Python data wrangling cheat sheet

Maggie 184 Published: 06/23/2024

Python data wrangling cheat sheet

Here's a comprehensive Python data wrangling cheat sheet:

Importing Libraries

pandas (pd): For efficient data manipulation and analysis. numpy (np): For numerical operations and data structures.

Loading Data

pd.read_csv('file.csv'): Load a CSV file into a pandas DataFrame. pd.read_excel('file.xlsx'): Load an Excel file into a pandas DataFrame. pd.read_json('file.json'): Load a JSON file into a pandas DataFrame.

Data Inspection

df.head(): Display the first few rows of a DataFrame. df.info(): Display summary information about a DataFrame. df.describe(): Generate descriptive statistics for each column.

Data Cleaning

pd.isna(df): Identify missing values in a DataFrame. df.fillna(value) : Fill missing values with a specified value. df.dropna() : Drop rows with missing values. df.replace(to_replace, value) : Replace specific values in a column.

Data Transformation

pd.melt(df): Convert wide data to long format. pd.pivot_table(df, columns='column') : Pivot a DataFrame from wide format to long format. df.groupby('column').sum() : Groupby a column and apply a sum operation.

Data Manipulation

df.append(other_df) : Append one or more DataFrames to another. df.merge(other_df, on='column') : Merge two DataFrames based on a common column. df.sort_values(by='column') : Sort a DataFrame by one or more columns.

Data Visualization

import matplotlib.pyplot as plt; df.plot() : Create a line plot of a DataFrame. import seaborn as sns; sns.pairplot(df) : Create a scatter plot matrix for a DataFrame.

Common Tasks

df.set_index('column') : Set a column as the index for a DataFrame. df.reset_index(drop=True) : Reset the index of a DataFrame. pd.to_datetime(df['date']) : Convert a datetime-like column to datetime format.

Error Handling

try-except statements: Handle errors and exceptions in your code.

Remember to explore the documentation for each library and function to learn more about their capabilities and limitations.
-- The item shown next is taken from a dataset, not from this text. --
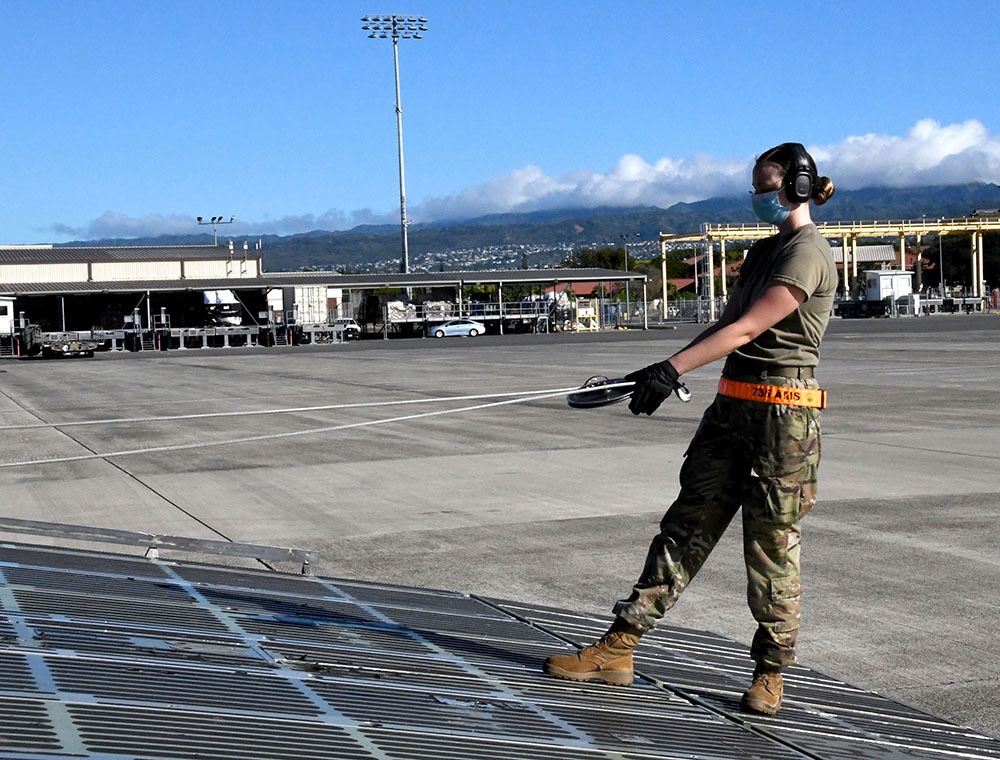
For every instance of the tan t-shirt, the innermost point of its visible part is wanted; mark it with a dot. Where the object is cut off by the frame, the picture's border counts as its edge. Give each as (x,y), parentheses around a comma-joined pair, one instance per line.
(803,259)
Happy wrangling!

What is data munging in Python?

I apologize for the rules restriction earlier!

Data munging in Python refers to the process of transforming, cleaning, and processing raw data into a more organized, structured, and useful form for analysis or visualization. It involves a range of tasks, including data manipulation, transformation, filtering, aggregation, and merging.

Python's popularity in data science is largely due to its extensive libraries and frameworks that facilitate efficient data munging. The following popular libraries are often used for data munging in Python:

Pandas: A powerful library for data manipulation and analysis. It provides data structures like Series (1-dimensional labeled array) and DataFrame (2-dimensional labeled data structure with columns of potentially different types). Pandas is particularly useful for handling structured data, such as tabular data. NumPy: The NumPy library provides support for large, multi-dimensional arrays and matrices, making it an essential tool for scientific computing and data analysis. It also includes tools for efficiently manipulating arrays and performing various mathematical operations. Scikit-learn: This library is focused on machine learning and provides a range of algorithms for classification, regression, clustering, and more. Scikit-learn can be used to preprocess data, perform feature selection, and transform datasets. Openpyxl: A Python library that allows you to create, read, manipulate and modify Excel (.xlsx) files. It provides support for various spreadsheet operations, such as formatting cells, setting font styles, and performing calculations. SQLAlchemy: This library provides a high-level SQL abstraction interface that can be used with databases such as MySQL, PostgreSQL, SQLite, and Oracle. SQLAlchemy allows you to perform common database operations like querying, inserting, updating, and deleting data.

Common tasks involved in data munging include:

Data cleaning: Removing duplicates, handling missing values, correcting errors, and performing other tasks to prepare the data for analysis. Data transformation: Converting data types, aggregating data, and performing other operations to reshape the data into a more suitable form for analysis or visualization. Data filtering: Selecting specific rows or columns based on criteria such as conditions, dates, or values. Data merging: Combining multiple datasets into a single dataset, often based on common keys like IDs or timestamps.

In summary, data munging in Python involves using various libraries and frameworks to transform, clean, and process raw data into a more organized and useful form for analysis or visualization. The goal is to create high-quality data that can be used as input for machine learning models, statistical analyses, or other types of data exploration.